Park S K, Kim B K, Shin D S
Department of Emergency Medical Technology, Gachon University of College of Health Science, 119 Hambakmoe-ro, Yeonsu-gu, Incheon 406-799, South Korea, incheon, Korea, Republic Of.
Folia Morphol (Warsz). 2020;79(1):156-161. doi: 10.5603/FM.a2019.0045. Epub 2019 Apr 17.
Quick and large-scale segmentation along with three-dimensional (3D) reconstruction is necessary to make precise 3D musculoskeletal models for surface anatomy education, palpation training, medical communication, morphology research, and virtual surgery simulation.
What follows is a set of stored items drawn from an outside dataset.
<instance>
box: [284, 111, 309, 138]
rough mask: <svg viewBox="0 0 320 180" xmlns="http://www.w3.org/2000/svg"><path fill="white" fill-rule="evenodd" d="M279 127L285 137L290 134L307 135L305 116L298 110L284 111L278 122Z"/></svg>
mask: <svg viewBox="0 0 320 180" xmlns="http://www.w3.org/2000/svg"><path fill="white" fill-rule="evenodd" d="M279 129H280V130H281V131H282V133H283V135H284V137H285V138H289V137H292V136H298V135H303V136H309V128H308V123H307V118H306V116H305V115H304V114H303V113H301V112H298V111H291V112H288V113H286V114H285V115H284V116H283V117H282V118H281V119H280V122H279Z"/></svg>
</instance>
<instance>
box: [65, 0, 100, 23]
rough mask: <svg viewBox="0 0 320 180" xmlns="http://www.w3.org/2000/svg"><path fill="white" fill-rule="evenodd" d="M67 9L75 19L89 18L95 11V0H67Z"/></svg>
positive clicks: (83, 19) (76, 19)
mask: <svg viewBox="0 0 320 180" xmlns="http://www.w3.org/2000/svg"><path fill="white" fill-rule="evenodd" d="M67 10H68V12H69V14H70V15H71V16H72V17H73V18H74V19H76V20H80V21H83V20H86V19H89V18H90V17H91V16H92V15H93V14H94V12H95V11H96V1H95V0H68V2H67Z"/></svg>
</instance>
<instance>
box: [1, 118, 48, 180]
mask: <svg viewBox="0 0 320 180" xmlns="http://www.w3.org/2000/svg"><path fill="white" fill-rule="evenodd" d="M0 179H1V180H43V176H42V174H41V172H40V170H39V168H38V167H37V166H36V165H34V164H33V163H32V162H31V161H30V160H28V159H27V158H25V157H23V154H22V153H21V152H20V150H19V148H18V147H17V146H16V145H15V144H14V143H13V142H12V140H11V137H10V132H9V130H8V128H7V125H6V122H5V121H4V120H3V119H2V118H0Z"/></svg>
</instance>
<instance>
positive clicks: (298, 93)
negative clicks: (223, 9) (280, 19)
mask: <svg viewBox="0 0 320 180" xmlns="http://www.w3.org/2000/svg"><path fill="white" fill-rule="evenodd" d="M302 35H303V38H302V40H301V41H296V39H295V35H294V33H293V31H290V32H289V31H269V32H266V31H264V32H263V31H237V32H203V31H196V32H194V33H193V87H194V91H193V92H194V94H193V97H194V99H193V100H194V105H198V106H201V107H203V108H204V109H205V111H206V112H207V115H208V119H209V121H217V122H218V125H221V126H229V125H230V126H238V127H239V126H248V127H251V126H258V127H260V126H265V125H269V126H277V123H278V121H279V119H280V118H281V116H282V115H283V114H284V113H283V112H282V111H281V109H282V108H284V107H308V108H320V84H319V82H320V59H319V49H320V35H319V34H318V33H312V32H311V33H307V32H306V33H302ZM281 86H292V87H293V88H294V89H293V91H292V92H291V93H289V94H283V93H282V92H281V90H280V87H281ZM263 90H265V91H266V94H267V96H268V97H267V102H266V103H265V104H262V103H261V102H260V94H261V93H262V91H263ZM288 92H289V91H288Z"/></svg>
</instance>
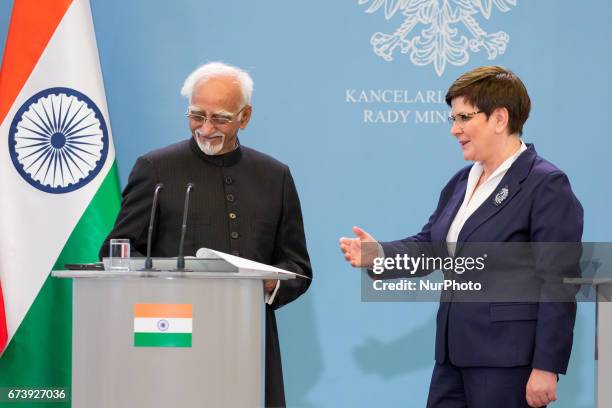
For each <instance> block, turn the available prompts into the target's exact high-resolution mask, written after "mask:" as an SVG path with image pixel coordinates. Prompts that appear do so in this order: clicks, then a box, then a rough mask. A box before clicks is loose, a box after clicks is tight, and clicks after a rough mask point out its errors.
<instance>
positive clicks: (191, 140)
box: [189, 137, 242, 167]
mask: <svg viewBox="0 0 612 408" xmlns="http://www.w3.org/2000/svg"><path fill="white" fill-rule="evenodd" d="M236 143H237V144H238V146H237V147H236V148H235V149H234V150H232V151H231V152H228V153H225V154H219V155H215V156H210V155H207V154H204V152H203V151H202V150H201V149H200V147H199V146H198V143H197V142H196V141H195V139H194V138H193V137H192V138H191V140H190V142H189V145H190V147H191V150H192V151H193V152H194V153H195V154H196V155H197V156H198V157H199V158H200V159H202V160H204V161H206V162H208V163H210V164H213V165H215V166H219V167H228V166H233V165H234V164H236V163H238V162H239V161H240V159H242V148H241V147H240V141H238V139H236Z"/></svg>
However, automatic segmentation of the skin and muscles remain undeveloped.
Therefore, in this study, we developed workflows for semi-automatic segmentation and surface reconstruction, using rotoscoping and warping techniques.
The techniques were applied to multi detector computed tomography images, which were optimised to quickly generate surface models of the skin and the anatomical structures underlying the fat tissue.
The workflows developed in this study are expected to enable researchers to create segmented images and optimised surface models from any set of serially sectioned images quickly and conveniently. Moreover, these optimised surface models can easily be modified for further application or educational use.
为了制作用于表面解剖学教育、触诊训练、医学交流、形态学研究和虚拟手术模拟的精确三维肌肉骨骼模型,快速大规模分割以及三维重建是必要的。然而,皮肤和肌肉的自动分割仍未得到充分发展。
因此,在本研究中,我们使用图像描摹和变形技术开发了半自动分割和表面重建的工作流程。
这些技术应用于多探测器计算机断层扫描图像,这些图像经过优化,可快速生成皮肤和脂肪组织下方解剖结构的表面模型。
本研究中开发的工作流程有望使研究人员能够从任何一组连续切片图像中快速方便地创建分割图像和优化的表面模型。此外,这些优化的表面模型可以很容易地修改以用于进一步的应用或教育用途。